MEMORANDUM *
Lopez appeals from the district court’s judgment, entered pursuant to Rule 50 motions, disposing of all of his claims. We have jurisdiction pursuant to 28 U.S.C. § 1291. We affirm for the reasons stated by the district court.
Lopez has failed to establish a violation of his constitutional rights. In his eleven-day termination hearing, he was represented by counsel, testified at length, presented twenty witnesses, and cross-examined adverse witnesses. The hearing did not violate due process. See Codd v. Velger, 429 U.S. 624, 627, 97 S.Ct. 882, 51 L.Ed.2d 92 (1977) (per curiam); Mathews v. Eldridge, 424 U.S. 319, 333-35, 96 S.Ct. 893, 47 L.Ed.2d 18 (1976). His allegations of bias and error in the proceedings do not rise to the level of a due process violation. See Hortonville Joint Sch. Dist. No. 1 v. Hortonville Educ. Ass’n, 426 U.S. 482, 491-93, 496-97, 96 S.Ct. 2308, 49 L.Ed.2d 1 (1976); Withrow v. Larkin, 421 U.S. 35, 55, 95 S.Ct. 1456, 43 L.Ed.2d 712 (1975).

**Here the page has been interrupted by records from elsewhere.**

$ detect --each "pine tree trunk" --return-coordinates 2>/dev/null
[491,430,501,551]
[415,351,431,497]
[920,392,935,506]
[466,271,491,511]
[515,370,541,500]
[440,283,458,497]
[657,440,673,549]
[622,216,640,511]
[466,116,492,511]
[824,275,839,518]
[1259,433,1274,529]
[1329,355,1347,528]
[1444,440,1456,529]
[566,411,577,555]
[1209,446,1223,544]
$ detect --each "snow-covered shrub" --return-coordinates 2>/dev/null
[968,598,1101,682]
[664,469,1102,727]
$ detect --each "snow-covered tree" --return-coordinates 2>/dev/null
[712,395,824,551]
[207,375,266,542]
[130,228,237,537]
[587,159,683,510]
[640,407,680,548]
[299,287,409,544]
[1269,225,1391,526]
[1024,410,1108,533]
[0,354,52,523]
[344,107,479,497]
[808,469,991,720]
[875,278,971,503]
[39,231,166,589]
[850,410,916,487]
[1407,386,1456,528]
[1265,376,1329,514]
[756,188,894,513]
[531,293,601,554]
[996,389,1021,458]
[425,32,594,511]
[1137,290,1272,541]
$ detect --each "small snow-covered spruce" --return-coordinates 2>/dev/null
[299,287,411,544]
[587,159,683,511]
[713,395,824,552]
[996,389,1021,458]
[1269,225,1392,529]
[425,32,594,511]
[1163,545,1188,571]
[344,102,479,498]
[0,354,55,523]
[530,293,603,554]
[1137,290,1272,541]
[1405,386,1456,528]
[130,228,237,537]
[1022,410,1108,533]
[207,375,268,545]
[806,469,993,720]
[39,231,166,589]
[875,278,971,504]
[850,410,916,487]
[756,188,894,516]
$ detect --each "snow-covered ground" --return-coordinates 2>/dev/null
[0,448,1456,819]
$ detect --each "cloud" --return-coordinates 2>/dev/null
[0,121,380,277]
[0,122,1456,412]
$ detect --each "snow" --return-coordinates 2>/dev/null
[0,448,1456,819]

Additionally, Lopez’s state law claim of intentional interference with contract was properly dismissed. See Wallace v. Casa Grande Union High Sch. Dist. No. 82 Bd. of Governors, 184 Ariz. 419, 909 P.2d 486, 494-95 (1995).
AFFIRMED.
This disposition is not appropriate for publication and may not be cited to or by the courts of this circuit except as provided by Ninth Circuit Rule 36-3.